Jobless claims were unchanged in the period ending February 18, and the four-week moving average dropped by 7,000, to 359,000. The advanced seasonally adjusted insured unemployment rate was unchanged at 2.7% in the period ending February 11, after declining a tenth of a percentage point the week before. Finally, the total number of people claiming benefits in all programs, including the benefits extension program, fell by 178,619 in the period ending February 4, to 7.5 million. That might be wonderful news, except for the fact that many of our long-term unemployed are simply running out of benefits rather than finding new work.
Still, labor numbers have been improving across metrics, and some of those gains must be real. Unemployment was most recently reported improved for the month of January, falling to 8.3%. Indeed, even despite all the usual suspects that make the employment report suspect, some improvement is undeniable.
However, let us not forget that employment is usually a lagging indicator of economic conditions. My concern now is that the economy is turning for the worse, while employment is still gaining from previous economic strides and off extreme unemployment levels.
What we have to look forward to now is recession developing or already occurring in Europe, where 20% of American exports are sold. Meanwhile, even the Chinese economy looks to be softening, as its most important buyers are suffering. Some would say Europe is already affecting the American economy. Yet, even in Europe, it seems investors have not adequately discounted the scenario, with the iShares S&P Europe 350 Index (IEV) up 15.7% since a December 19 trough, adjusting for dividends and splits. The SPDR Dow Jones Industrial Average (DIA) is up 6.4% on the year through February 22, 2012. So why would we expect U.S. investors to give credence to our call? Well, because we see a few moves ahead, and because we're patient.
American economic data has already begun to show signs of softening, with a wide variety of reports revealing the ugly economic truth. Housing data has missed expectations of late, leaving high flying housing stocks without support. Though even after dipping the last few days, the SPDR Series Trust Homebuilders (XHB) has still fattened 56% since its October 3, 2011 trough, after adjustment for dividends and splits.

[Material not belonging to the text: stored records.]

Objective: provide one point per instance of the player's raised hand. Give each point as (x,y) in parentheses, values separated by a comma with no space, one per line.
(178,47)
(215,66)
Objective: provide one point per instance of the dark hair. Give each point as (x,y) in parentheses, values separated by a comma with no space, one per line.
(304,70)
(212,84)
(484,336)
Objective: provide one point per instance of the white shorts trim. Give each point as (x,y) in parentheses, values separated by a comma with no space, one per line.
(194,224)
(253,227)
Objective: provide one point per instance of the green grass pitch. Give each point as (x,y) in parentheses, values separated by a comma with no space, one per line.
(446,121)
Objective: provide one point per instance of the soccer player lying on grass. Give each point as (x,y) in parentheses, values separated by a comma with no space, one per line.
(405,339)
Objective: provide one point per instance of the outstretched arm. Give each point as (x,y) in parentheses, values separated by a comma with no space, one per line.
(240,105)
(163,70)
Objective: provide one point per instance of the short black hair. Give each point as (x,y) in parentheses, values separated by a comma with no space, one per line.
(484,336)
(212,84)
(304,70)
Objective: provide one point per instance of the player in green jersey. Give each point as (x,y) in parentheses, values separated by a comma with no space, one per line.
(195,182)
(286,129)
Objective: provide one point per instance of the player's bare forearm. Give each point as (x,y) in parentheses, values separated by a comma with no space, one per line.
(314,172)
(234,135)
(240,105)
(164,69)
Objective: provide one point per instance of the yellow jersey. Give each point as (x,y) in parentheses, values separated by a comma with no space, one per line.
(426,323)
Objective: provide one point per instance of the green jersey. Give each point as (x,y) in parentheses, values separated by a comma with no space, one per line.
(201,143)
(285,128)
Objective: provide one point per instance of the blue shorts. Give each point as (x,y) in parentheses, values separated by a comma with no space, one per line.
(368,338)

Gasoline prices are on the rise due to escalating tensions with Iran, where war seems more likely to bust out than not today. Consumer spending must come under pressure as a result of this critical consumption factor's drive higher. Yet the SPDR Select Sector Fund - Consumer Discretionary (XLY) is 27% inflated since October 3, 2011. The retailers are noting mixed results, but in aggregate, they are disappointing forecasters. Followers of mine have been shorting them on the whole along with the homebuilders, and I expect will be rewarded for their early anticipation of the move. The SPDR S&P Retail ETF (XRT) is 31% inflated since October 3, 2011.

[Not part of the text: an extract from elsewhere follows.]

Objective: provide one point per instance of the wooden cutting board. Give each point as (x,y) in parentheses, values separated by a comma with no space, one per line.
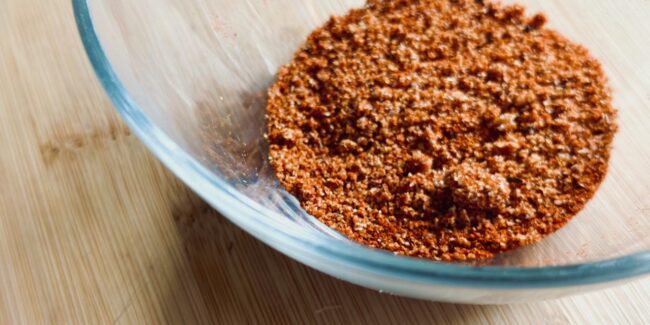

Individual corporations are reporting mixed results, but recent disappointments at important economic drivers including Wal-Mart (WMT), Ford (F), Kohl's (KSS), Dell (DELL), Amazon.com (AMZN) and Sears (SHLD) are notable. In such circumstances, as our vulnerable economy faces new and serious headwinds, it seems clear to me that wisdom favors an inevitable new stumble for the economy, followed by the lagging labor market.